In Polen entwickelt sich ein schwerwiegender Vorfall im Zusammenhang mit einer Verletzung des Luftraums. Am 30. Juli bestätigte der polnische Ministerpräsident Donald Tusk offiziell das Eindringen eines unbekannten Objekts in den Luftraum der Republik. Die Situation erfordert eine sofortige Reaktion, und der Regierungschef hat bereits eine dringende Koordinationsgruppe einberufen.

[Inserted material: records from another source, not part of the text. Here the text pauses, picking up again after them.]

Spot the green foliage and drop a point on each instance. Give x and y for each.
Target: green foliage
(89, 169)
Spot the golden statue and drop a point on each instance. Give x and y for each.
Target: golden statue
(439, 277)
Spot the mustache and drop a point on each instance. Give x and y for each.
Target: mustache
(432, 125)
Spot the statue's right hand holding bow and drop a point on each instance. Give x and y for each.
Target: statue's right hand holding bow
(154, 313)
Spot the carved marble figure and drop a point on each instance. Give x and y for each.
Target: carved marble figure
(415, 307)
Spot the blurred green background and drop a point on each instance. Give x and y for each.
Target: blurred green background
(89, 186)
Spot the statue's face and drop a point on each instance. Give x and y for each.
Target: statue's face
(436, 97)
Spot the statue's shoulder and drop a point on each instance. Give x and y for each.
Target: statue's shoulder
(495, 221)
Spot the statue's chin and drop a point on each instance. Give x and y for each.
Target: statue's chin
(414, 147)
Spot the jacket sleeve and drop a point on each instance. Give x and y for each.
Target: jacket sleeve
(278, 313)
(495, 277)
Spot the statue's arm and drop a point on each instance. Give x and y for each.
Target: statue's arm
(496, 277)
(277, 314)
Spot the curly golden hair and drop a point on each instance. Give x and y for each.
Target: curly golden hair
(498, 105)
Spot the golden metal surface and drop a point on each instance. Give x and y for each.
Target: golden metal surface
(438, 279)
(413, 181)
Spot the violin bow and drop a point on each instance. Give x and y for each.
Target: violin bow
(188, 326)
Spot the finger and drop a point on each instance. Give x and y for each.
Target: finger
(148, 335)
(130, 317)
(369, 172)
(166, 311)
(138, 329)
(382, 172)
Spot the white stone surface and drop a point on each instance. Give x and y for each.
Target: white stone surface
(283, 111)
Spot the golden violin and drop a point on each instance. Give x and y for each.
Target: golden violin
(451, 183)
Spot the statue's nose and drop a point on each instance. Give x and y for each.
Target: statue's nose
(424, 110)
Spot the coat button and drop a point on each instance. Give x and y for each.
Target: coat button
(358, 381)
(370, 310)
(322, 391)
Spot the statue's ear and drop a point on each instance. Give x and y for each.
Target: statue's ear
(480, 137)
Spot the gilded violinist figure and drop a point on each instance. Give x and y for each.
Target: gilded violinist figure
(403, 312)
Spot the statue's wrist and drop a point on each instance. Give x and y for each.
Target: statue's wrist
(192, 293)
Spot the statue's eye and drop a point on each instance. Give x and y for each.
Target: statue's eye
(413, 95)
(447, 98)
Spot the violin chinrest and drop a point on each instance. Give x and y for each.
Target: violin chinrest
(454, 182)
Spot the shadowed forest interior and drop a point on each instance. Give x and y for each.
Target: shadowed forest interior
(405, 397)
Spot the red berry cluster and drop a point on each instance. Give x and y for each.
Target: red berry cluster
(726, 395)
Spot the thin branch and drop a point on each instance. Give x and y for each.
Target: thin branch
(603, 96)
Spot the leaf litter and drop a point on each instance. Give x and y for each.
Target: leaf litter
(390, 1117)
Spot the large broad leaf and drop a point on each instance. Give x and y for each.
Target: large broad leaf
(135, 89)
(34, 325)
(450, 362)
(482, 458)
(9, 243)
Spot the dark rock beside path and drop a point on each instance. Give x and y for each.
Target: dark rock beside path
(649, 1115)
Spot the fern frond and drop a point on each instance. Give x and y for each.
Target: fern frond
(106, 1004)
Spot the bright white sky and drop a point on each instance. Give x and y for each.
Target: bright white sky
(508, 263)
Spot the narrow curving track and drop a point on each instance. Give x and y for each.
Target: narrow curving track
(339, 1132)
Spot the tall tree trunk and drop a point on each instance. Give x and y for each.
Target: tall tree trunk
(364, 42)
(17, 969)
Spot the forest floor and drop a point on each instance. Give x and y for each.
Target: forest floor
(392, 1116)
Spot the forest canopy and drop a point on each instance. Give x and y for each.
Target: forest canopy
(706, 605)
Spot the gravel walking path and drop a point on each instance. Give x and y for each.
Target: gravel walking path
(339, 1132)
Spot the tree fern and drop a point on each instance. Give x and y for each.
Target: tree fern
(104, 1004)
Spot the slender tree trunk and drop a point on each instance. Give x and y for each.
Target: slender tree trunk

Dringende Reaktion der Regierung

Tusk gab die Erklärung zum Vorfall in dem sozialen Netzwerk X ab. Laut ihm ereignete sich der Vorfall vor dem Hintergrund eines massiven Raketenangriffs Russlands auf die westlichen Regionen der Ukraine. Infolgedessen sah sich der Ministerpräsident gezwungen, seinen geplanten Besuch in der Woiwodschaft Niederschlesien abzusagen, um die Situation persönlich zu überwachen.

Die Koordinationsgruppe, der der Verteidigungsminister und Vertreter der zuständigen Dienste angehören, wird sich in den nächsten Stunden versammeln. Die Dienste arbeiten bereits seit mehreren Stunden am Ort des Geschehens und liefern der Regierung systematisch Informationen über alle Umstände des Vorfalls.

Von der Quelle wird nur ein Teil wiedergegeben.